Brown University
Brown University
Brown University
1
Discursive Metadata and
Controlled Vocabularies
Mylonas, Elli
elli_mylonas@brown.edu
Brown University, USA
Wendts, Heidi
heidi_wendt@brown.edu
Brown University, USA
Bodel, John
john_bodel@brown.edu
Brown University, USA
While formulating an Epidoc compliant
template for the encoding of ancient
inscriptions, it became apparent that it
was necessary to accommodate discursive
information about various characteristics of
an inscription as metadata in the header
of a document, and to specify the same
characteristics using a controlled vocabulary,
to facilitate searching, sorting and indexing.
The msDesc features of the TEI guidelines do
not actually allow this type of encoding to
occur in several crucial places. However, it is
possible to achieve both goals by repurposing,
and perhaps straining the usage of some TEI
features. We will describe the problem and our
solution in more detail, in order to document
one project’s solution to a common problem, but
also to suggest that the TEI Guidelines might be
modified to allow this as a more normal use.

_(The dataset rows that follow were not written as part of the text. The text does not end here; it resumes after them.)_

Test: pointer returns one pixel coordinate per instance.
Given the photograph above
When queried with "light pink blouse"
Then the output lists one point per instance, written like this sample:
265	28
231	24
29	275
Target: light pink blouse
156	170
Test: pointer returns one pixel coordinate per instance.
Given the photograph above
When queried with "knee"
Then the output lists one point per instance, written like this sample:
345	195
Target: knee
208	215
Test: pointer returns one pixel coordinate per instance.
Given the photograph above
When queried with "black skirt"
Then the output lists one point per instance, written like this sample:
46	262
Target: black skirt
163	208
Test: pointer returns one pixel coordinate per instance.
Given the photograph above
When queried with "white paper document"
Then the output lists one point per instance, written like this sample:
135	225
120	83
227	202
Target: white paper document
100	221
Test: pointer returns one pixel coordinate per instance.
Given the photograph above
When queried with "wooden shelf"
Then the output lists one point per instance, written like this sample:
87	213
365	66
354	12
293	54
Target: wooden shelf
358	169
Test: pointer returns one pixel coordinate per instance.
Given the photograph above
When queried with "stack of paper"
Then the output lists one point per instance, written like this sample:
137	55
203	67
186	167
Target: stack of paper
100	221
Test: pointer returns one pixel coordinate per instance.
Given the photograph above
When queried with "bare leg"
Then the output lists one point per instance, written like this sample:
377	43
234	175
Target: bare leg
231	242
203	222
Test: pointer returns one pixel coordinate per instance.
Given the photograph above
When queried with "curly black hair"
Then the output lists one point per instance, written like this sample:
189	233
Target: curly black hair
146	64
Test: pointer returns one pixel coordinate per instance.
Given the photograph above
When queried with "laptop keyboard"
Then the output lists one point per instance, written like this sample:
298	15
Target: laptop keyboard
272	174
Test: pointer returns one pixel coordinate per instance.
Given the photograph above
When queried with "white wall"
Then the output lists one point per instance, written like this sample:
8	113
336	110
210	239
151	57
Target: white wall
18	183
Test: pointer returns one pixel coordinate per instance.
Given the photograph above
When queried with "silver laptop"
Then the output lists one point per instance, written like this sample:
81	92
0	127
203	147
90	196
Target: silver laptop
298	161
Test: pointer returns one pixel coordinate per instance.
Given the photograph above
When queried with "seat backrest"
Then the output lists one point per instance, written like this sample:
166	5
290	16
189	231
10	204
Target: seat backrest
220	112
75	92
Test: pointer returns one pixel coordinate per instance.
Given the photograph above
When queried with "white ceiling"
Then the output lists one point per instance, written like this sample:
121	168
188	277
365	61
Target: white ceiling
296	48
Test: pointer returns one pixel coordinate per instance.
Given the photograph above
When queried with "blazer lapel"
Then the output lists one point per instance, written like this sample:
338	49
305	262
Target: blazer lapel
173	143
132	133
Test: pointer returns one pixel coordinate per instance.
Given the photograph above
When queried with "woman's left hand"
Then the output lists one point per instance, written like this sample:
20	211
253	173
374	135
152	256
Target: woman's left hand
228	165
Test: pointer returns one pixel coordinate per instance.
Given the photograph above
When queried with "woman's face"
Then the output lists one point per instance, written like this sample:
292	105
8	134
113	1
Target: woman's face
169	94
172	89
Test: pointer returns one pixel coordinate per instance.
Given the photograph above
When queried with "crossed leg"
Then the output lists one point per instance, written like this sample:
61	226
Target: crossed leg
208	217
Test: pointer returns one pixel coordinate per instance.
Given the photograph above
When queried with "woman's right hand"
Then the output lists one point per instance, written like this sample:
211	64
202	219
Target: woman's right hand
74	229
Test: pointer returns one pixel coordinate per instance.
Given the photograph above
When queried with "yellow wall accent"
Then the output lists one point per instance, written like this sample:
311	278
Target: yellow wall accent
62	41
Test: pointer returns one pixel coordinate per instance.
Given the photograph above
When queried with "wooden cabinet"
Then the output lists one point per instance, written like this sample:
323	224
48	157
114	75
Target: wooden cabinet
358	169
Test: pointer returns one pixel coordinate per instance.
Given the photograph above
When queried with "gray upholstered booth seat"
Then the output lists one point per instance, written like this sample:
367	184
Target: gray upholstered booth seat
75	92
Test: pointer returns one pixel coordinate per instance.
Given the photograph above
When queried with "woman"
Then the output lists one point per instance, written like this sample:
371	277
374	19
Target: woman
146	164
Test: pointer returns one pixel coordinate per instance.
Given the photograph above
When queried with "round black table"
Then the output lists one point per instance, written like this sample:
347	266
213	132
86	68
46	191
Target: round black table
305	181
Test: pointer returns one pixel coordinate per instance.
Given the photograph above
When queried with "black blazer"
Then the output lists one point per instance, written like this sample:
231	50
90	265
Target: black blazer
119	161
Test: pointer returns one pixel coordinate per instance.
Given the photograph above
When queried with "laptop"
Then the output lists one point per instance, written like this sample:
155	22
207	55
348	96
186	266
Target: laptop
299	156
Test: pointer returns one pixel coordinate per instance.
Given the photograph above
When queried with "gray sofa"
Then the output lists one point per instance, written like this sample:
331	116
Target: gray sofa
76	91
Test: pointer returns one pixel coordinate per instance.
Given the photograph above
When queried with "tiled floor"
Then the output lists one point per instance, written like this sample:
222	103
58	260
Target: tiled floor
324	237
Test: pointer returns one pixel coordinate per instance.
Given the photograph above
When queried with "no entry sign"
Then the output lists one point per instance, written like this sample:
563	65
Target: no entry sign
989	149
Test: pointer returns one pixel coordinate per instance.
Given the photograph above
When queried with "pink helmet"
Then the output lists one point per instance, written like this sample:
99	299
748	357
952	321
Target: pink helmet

Epidoc, a TEI P5 schema that has been
developed for epigraphical and papyrological
materials is widely used for encoding classical
and other western inscriptions. Historically,
there have been two parallel and converging
ways to encode this type of documentary
evidence. The first treats the transcription of
the text together with descriptive information
about the support, context, decoration and
history as content, the way it might be if it
were published in a book, and enclosing it
all within the <text> element. In this type of
encoding the TEI header information is brief,
serving to document the source publication,
and not the inscription. The primary example
of this type of encoding is InsAph, which
originated as the digital version of a print
volume, and represented the publication of
record for its inscriptions. The second approach
treats the text of an inscription as content,
and places contextual information such as the
description of the surface the inscription was
written on, its date, format and origin as
structured metadata in the TEI header. US
Epigraphy, which originated as an aggregation
of inscriptions, most of which had already been
published, is an example of this approach.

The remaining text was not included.